One of the two 40 mm guns became unserviceable after only 22 rounds; the other gun kept firing until 12:00, but to little effect. After a break in the attacks from 12:00 to 13:30, during which time Lützow bombarded Hovedøya, the Luftwaffe bombers returned at 13:30 and soon strafed the remaining Norwegian anti-aircraft guns, forcing the crew to seek shelter in the nearby forest at around 14:00. In all, the fortress was subjected to nearly nine hours of air attack, during which time around five hundred bombs—ranging from 50–200 kg (110–440 lb) in size—were dropped on Oscarsborg. Amongst the bombers that attacked Oscarsborg were twenty-two long-range Junkers Ju 87R "Stuka" dive bombers of Sturzkampfgeschwader 1 under the command of Hauptmann Paul-Werner Hozzel, operating from Kiel-Holtenau airport in northern Germany.

Surrender
Although the German naval attack on Oslo had been thwarted by the actions of Oscarsborg, the city was seized later that day by forces that were airlifted into Fornebu Airport. In light of the fall of the capital, and with news of German landings at the village of Son south of Drøbak, Colonel Eriksen decided that further fighting without adequate infantry support was in vain, and agreed to a ceasefire in the evening of 9 April. The fortress was surrendered intact on the morning of 10 April.

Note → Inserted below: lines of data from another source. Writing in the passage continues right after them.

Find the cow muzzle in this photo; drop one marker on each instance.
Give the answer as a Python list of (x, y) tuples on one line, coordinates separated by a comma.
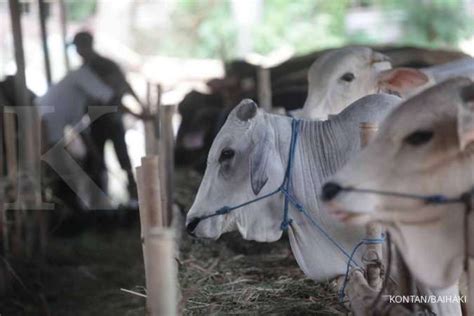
[(191, 226), (330, 191)]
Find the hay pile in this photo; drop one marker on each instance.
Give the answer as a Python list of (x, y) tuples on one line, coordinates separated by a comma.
[(216, 278)]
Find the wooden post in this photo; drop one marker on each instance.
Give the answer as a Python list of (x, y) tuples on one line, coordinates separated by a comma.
[(3, 275), (151, 190), (373, 252), (167, 160), (151, 140), (144, 217), (162, 277), (63, 21), (264, 89), (43, 15), (469, 236), (159, 93), (11, 175)]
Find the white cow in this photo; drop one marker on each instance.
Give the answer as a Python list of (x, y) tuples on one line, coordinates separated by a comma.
[(345, 75), (248, 159), (417, 151), (342, 76)]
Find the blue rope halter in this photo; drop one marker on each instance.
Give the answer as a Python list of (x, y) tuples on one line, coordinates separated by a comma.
[(289, 199), (284, 188)]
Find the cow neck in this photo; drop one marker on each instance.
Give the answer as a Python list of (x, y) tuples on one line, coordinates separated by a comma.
[(320, 151)]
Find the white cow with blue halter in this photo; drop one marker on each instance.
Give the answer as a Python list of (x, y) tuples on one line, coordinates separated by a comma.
[(342, 76), (248, 160), (411, 178)]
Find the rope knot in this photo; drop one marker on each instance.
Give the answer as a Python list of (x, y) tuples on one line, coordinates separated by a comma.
[(433, 199), (285, 224), (223, 210)]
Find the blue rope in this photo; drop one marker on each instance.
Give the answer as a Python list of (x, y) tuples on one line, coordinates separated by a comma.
[(285, 189), (428, 199), (366, 241)]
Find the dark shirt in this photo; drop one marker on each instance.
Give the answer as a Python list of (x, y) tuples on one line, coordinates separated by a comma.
[(111, 74)]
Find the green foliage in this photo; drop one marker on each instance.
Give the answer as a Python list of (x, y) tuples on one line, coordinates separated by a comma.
[(305, 25), (433, 22), (202, 29), (80, 10)]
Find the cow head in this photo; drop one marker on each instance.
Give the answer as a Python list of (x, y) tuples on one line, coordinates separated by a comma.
[(343, 76), (242, 165), (424, 148)]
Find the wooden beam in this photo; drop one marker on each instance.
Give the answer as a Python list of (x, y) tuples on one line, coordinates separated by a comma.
[(264, 89), (63, 25), (162, 278), (373, 252), (43, 15), (167, 160)]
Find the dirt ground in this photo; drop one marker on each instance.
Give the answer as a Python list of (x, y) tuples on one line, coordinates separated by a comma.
[(83, 275)]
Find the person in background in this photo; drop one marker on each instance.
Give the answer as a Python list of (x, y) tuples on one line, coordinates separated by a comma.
[(109, 126), (69, 99)]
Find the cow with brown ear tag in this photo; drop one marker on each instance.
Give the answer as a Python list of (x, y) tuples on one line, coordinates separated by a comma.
[(412, 177), (242, 188), (466, 117), (261, 149), (403, 81)]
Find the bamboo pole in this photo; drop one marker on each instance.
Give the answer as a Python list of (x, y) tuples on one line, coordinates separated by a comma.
[(151, 146), (151, 190), (63, 26), (264, 89), (167, 160), (11, 175), (469, 236), (162, 278), (144, 221), (43, 15), (373, 252), (3, 275)]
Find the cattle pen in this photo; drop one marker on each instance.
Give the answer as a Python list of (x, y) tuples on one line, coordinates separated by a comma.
[(205, 157)]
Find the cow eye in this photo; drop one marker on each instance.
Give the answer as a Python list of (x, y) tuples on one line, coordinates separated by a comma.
[(418, 138), (348, 77), (226, 154)]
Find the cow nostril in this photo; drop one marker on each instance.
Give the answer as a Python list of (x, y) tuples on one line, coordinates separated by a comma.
[(192, 225), (330, 190)]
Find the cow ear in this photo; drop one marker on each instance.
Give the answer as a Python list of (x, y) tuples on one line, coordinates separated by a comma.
[(402, 80), (258, 164), (246, 110), (466, 117)]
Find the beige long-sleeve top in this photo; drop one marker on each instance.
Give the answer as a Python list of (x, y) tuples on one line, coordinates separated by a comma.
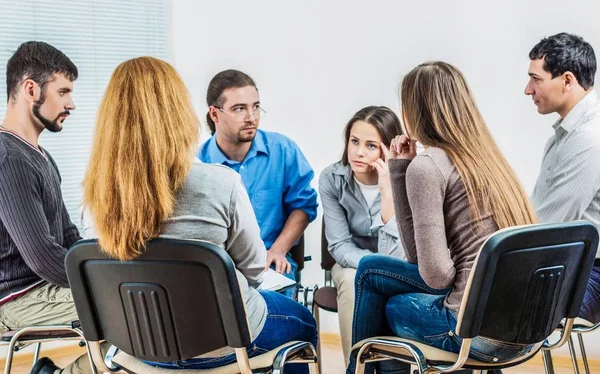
[(435, 223)]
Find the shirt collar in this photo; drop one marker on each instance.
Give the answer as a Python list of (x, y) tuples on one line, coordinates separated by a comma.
[(573, 118), (39, 149), (343, 170), (218, 157)]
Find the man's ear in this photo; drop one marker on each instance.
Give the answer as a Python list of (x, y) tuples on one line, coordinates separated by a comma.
[(30, 90), (212, 112), (569, 81)]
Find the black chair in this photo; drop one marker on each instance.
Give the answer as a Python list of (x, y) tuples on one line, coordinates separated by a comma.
[(326, 297), (178, 300), (580, 326), (524, 282)]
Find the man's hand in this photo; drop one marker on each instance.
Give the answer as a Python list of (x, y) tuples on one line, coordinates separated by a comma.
[(280, 261)]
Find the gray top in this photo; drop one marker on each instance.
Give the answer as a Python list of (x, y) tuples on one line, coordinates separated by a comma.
[(434, 216), (35, 228), (213, 206), (353, 229), (568, 187)]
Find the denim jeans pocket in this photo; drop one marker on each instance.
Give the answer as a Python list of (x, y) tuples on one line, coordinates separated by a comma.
[(256, 351), (488, 350), (446, 341)]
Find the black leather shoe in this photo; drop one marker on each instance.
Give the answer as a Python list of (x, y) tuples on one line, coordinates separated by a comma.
[(44, 366)]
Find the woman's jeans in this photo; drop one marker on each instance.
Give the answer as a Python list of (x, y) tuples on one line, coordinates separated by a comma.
[(393, 299), (287, 320)]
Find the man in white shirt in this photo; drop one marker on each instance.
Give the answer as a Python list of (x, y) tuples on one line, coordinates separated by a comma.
[(561, 80)]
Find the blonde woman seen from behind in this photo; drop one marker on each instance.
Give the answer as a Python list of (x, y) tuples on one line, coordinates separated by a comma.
[(448, 200), (142, 183)]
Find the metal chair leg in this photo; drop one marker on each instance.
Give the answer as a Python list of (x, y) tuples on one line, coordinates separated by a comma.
[(36, 353), (586, 365), (317, 319), (547, 358), (573, 355)]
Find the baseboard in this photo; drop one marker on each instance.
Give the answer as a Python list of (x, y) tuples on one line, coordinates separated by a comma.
[(333, 338), (326, 337), (26, 356)]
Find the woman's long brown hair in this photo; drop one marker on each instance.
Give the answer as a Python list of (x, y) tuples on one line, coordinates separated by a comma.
[(146, 134), (439, 111)]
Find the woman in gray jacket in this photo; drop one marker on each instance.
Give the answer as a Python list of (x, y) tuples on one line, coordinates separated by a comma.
[(358, 211)]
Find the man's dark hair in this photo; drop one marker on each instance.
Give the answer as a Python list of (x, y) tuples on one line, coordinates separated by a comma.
[(224, 80), (567, 52), (39, 62)]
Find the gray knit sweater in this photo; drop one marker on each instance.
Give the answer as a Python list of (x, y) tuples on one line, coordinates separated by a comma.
[(35, 228), (435, 223)]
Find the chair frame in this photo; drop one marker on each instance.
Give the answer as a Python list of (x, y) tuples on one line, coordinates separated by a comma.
[(579, 330), (162, 252), (468, 327), (13, 345)]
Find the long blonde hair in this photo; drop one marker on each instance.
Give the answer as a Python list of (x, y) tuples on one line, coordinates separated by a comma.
[(439, 111), (146, 133)]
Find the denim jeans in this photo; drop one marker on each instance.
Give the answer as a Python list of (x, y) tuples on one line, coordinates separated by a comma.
[(393, 299), (286, 320), (590, 309)]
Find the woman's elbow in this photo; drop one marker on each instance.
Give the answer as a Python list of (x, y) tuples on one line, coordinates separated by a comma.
[(440, 279)]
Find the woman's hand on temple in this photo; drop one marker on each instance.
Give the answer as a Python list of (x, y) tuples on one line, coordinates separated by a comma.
[(402, 148)]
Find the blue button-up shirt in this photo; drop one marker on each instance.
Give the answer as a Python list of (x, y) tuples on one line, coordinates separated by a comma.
[(277, 177)]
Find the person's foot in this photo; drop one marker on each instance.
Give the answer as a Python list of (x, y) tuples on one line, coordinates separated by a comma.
[(44, 366)]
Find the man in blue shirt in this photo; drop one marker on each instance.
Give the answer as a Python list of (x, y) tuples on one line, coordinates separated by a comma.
[(273, 169)]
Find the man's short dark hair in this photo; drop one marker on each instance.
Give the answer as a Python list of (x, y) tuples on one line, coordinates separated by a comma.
[(39, 62), (567, 52), (223, 81)]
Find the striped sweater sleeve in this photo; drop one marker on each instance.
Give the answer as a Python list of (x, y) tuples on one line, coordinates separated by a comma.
[(22, 213)]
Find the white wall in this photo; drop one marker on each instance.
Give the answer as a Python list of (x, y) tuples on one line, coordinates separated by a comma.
[(317, 62)]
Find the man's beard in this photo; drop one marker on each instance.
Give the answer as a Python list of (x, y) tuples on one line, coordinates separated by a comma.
[(52, 126), (243, 138)]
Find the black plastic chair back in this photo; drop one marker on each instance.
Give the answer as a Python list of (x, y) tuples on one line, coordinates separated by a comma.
[(327, 261), (297, 253), (178, 300), (527, 279)]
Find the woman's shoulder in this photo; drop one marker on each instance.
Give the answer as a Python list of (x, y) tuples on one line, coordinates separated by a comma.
[(211, 176), (334, 174), (434, 156), (432, 160)]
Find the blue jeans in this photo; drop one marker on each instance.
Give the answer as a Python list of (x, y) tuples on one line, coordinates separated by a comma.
[(286, 321), (590, 309), (393, 299)]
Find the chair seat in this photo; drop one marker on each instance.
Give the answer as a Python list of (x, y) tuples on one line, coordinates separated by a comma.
[(37, 335), (132, 364), (584, 323), (581, 325), (326, 298), (438, 356)]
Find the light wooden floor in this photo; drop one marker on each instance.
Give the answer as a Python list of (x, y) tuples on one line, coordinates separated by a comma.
[(331, 355)]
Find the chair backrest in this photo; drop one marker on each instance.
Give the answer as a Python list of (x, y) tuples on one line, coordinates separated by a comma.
[(297, 253), (327, 261), (179, 299), (526, 280)]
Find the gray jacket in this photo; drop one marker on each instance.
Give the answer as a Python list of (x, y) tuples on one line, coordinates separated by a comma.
[(353, 229), (213, 206)]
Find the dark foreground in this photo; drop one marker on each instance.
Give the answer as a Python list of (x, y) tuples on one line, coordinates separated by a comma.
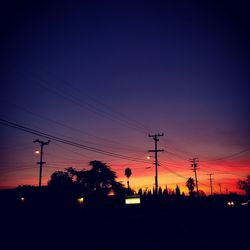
[(153, 225)]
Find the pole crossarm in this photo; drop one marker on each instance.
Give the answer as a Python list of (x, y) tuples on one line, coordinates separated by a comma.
[(156, 150), (41, 162)]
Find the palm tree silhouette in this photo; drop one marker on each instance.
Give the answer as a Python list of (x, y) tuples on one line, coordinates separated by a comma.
[(128, 173)]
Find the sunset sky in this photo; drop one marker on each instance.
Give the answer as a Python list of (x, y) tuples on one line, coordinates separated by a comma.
[(105, 74)]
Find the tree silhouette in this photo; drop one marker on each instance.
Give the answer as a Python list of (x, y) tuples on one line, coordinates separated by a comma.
[(99, 181), (60, 180), (245, 185), (128, 173), (177, 191), (190, 185)]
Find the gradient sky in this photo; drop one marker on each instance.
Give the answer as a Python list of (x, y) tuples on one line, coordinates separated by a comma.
[(106, 74)]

The garrison at the main battery and at Håøya were treated separately by the Germans from those captured from the mainland batteries, and were released a week after the battle. The soldiers and non-commissioned officers captured at the mainland batteries were released three days after the fortress' surrender, while the officers were held as prisoners of war at Fredriksten Fortress. The reserve officers were released on 15 May, while the full-time officers were transferred to Grini prison camp and released in late May 1940.

Aftermath
In one of the more peculiar battles of the war, a hundred year old fortification, manned by raw recruits and pensioners and armed with 40- to 50-year-old weaponry of German and Austro-Hungarian manufacture, had destroyed a ship so new, its crew was still finishing training. Oscarsborg had fulfilled its mission and denied an invader access to the capital. Even though it and the country were ultimately captured and occupied, the effects of delaying the German advance were immediate and considerable. On board Blücher were troops specially designated to capture the King, the Norwegian cabinet, the Storting (Norwegian Parliament) and the national gold reserve; the delay made it possible for all these to escape. On 9 April, the Storting was able to convene at Elverum and give the cabinet a wide authorization to govern until a Storting could again assemble. Thus, the Norwegian government was able to continue the defence of Norway until it had evacuated to exile in the United Kingdom on 7 June, with the Norwegian Army laying down their arms on 10 June.